What Did I Do to Deserve This...in a good way!

I write about retirement, travel, books and family with some blogging advice and thoughts about current events thrown in. I have never followed the big piece of advice given by all the experts. "Stick to one subject they say." I DO NOT STICK TO ONE SUBJECT! It seems to be working. 



It is a good day for me...really, in spite of the title of this blog post. I have been recognized by a website promoting retirement in Costa Rica. The award was for being one of the Top International Retirement Blogs in 2017.  I thought that it was not who chose the list though. I was impressed at the company I am keeping in retirement blogging these days. That is good.
Retirement Blogs 2017 (welovecostarica.com)
And the really good part is, I am not nearly done yet. I don't even know if I ever will be. One day I suppose I will be finished writing. When I am, I may let you know and I may not. I may not even know I have stopped myself ! The door will remain open.

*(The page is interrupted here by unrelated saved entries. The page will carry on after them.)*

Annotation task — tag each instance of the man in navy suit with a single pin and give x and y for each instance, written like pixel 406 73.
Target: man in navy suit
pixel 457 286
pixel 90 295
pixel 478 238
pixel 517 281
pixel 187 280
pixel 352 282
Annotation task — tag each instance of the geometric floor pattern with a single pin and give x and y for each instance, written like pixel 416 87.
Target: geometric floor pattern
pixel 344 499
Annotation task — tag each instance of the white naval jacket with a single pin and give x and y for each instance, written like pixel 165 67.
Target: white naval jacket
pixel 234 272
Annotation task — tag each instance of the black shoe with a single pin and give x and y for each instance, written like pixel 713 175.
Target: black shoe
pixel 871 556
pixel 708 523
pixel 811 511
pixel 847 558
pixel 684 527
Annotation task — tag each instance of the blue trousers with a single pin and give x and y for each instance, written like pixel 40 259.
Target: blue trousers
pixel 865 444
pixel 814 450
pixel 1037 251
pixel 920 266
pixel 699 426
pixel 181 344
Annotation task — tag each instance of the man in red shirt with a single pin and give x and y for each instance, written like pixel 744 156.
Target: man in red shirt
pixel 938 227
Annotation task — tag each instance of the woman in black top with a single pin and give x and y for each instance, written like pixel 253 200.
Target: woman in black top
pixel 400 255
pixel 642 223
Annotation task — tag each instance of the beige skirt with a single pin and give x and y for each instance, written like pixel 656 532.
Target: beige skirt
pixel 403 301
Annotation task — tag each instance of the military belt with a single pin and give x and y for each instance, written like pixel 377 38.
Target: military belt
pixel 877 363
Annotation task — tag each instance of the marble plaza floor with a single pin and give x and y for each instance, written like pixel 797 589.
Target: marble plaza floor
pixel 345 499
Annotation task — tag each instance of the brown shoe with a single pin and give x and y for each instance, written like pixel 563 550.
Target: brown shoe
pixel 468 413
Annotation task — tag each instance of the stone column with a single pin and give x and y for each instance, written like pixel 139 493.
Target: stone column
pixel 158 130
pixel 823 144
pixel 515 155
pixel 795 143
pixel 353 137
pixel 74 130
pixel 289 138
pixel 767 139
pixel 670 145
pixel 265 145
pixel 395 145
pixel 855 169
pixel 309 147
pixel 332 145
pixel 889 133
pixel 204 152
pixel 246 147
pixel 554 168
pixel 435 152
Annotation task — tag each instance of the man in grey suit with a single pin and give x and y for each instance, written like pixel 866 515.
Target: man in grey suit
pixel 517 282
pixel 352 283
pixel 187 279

As I look back, I am surprised at how I have traveled as far as I have in this world. Malcolm Gladwell wrote about the Beatles in one of his books. The story was that the Beatles put in 10,000 hours of work before they even became THE BEATLES. Getting to know any craft is very hard. It is not so much about talent as it is about hard work. I am not even near that point yet.

Back in the day when blogging for seniors was unheard of, I began talking about retirement. The first blog was called Always At Home. We were just starting our traveling journey and it seemed that no matter where I was in the world, I felt at home. I don't need much. That was back in 2006.

I changed the blog title several times before I settled on the current name and domain.

The only way I could find to connect with people was through memes posted by other bloggers like myself. We would write a story or a poem and then comment on each other's material. Actually, I did meet some very unique and talented writers through that process. I would slip those in on a Friday or a Sunday. The rest of the time I just wrote about my life.

I needed an audience though. I began looking for older people and found grandmothers. That was one way of connecting. But I found that no men were writing. As men like Bob Lowry (Satisfying Retirement), Tom Sightings (US News and World Report) and RJ Walters (RJSCorner.net) came on the scene the picture became more complete. I was glad to have someone that was not a grandmother or a mommy blogger to connect with.

I wore out every subject I talked about and all that was left was LIFE! So, life is what I have been writing about ever since.

A wonderful new closed Facebook woman's group opened a few years ago and I was one of the first to join Women of Midlife (even though that ship had sailed for me). That group now boasts 2000 women. Even that group sees an ebb and flow. Still the core group remains very stable. I have found people that share my woman's journey.

Now I write about retirement, travel, books and family with some blogging advice and thoughts about current events thrown in. I have never followed the big piece of advice given by all the experts...Stick to one subject. I DO NOT STICK TO ONE SUBJECT!

Back in the day when I was teaching school I had a student tell me that he wanted to be a doctor so why did he need to read all those books and learn about the world at large. My reply was that if he only learned about being a doctor, he was going to be very boring! I think that may be why I do what I do.

I invite you to go over to look at the list of Top International Retirement Blogs.

How did your journey as blogger begin? I am interested.